Sunday, Rocks Off crept down Little York on the "Nawf" side of H-Town to scope out Northside rider Big Cease's video production of "So Off the Chain," featuring Dat Boy X of Dallas and Houston's Lucky Luciano (above).

Sure enough, Houston's underground scene was in full effect to provide support - and, of course, to get their cameo on. Dat Boi T, Bunz, Trails, GT Garza and Stunta were all there showing love to the camera.

As the decade winds down, it was a good opportunity to huddle with this close fraternity of underground rap artists to take a trip down memory lane. One thing for certain is that there were more valleys than peaks for Latino rap in Houston, with some damn unfortunate themes: incarceration, death and murder.
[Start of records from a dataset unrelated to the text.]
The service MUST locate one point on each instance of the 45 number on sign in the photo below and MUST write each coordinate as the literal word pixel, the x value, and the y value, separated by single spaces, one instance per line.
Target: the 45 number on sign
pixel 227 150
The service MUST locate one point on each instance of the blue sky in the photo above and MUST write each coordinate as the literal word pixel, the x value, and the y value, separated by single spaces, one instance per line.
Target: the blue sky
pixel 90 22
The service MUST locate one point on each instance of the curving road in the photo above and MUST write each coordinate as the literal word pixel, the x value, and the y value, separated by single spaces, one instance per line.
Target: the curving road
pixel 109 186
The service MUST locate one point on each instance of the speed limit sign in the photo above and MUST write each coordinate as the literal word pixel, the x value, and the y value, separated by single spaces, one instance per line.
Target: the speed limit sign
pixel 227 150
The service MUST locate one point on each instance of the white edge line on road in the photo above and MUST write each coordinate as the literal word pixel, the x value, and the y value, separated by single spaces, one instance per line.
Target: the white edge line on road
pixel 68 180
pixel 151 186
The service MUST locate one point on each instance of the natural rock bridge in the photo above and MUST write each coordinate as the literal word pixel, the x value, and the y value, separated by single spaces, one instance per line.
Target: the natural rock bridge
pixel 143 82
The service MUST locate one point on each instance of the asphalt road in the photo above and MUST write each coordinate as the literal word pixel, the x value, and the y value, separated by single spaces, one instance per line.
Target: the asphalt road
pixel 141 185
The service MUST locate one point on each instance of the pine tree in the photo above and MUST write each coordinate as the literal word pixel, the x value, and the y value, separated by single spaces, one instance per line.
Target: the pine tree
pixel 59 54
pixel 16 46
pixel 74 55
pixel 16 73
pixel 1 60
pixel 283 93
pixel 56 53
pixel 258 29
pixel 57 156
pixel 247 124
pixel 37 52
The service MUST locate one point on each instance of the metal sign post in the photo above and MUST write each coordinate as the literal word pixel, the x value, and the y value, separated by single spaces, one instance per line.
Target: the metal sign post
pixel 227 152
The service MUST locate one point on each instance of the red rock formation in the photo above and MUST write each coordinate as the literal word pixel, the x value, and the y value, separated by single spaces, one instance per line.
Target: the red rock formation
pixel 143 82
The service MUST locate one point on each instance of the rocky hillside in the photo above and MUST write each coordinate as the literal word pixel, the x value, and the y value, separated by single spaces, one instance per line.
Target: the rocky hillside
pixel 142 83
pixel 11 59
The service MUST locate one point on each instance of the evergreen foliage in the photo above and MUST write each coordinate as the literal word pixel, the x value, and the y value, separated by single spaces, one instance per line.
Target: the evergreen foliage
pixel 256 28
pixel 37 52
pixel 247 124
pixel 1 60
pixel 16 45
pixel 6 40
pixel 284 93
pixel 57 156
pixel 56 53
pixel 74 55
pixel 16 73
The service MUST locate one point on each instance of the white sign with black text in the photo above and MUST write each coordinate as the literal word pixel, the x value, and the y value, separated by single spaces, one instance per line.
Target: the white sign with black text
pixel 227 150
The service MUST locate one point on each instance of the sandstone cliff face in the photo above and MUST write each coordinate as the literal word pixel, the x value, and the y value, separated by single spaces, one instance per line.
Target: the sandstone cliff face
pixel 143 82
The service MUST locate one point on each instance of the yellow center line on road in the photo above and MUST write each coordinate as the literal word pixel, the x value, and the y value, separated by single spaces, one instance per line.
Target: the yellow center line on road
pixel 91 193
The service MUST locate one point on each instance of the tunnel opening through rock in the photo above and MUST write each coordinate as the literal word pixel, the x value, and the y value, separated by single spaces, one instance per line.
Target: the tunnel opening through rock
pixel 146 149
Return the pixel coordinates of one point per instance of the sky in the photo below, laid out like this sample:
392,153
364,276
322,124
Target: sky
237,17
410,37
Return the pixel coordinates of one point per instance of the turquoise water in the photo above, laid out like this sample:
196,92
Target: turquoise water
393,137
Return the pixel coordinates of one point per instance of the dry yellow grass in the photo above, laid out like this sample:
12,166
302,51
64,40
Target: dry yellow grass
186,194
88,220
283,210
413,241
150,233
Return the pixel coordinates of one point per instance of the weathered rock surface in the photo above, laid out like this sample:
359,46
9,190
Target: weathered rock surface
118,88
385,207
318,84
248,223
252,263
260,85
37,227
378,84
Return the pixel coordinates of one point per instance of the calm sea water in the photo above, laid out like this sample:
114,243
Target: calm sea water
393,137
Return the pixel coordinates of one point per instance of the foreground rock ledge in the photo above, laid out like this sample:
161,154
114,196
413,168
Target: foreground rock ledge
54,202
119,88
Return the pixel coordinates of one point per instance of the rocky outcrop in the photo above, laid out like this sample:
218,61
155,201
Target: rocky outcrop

There were some bright sides, but unfortunately, regardless of what ethnic lens you look through, Houston hip-hop in the 2000s will be defined by loss of life and talent.

We saved the worst for first...

November 16, 2000: The godfather of rap in Houston, Robert Earl Davis, better known as DJ Screw, passes away of respiratory failure due to the lethal combination of codeine cough syrup and alcohol. His death would inspire artists across Texas from the household name down to the MySpace rapper to carry his legacy on every track.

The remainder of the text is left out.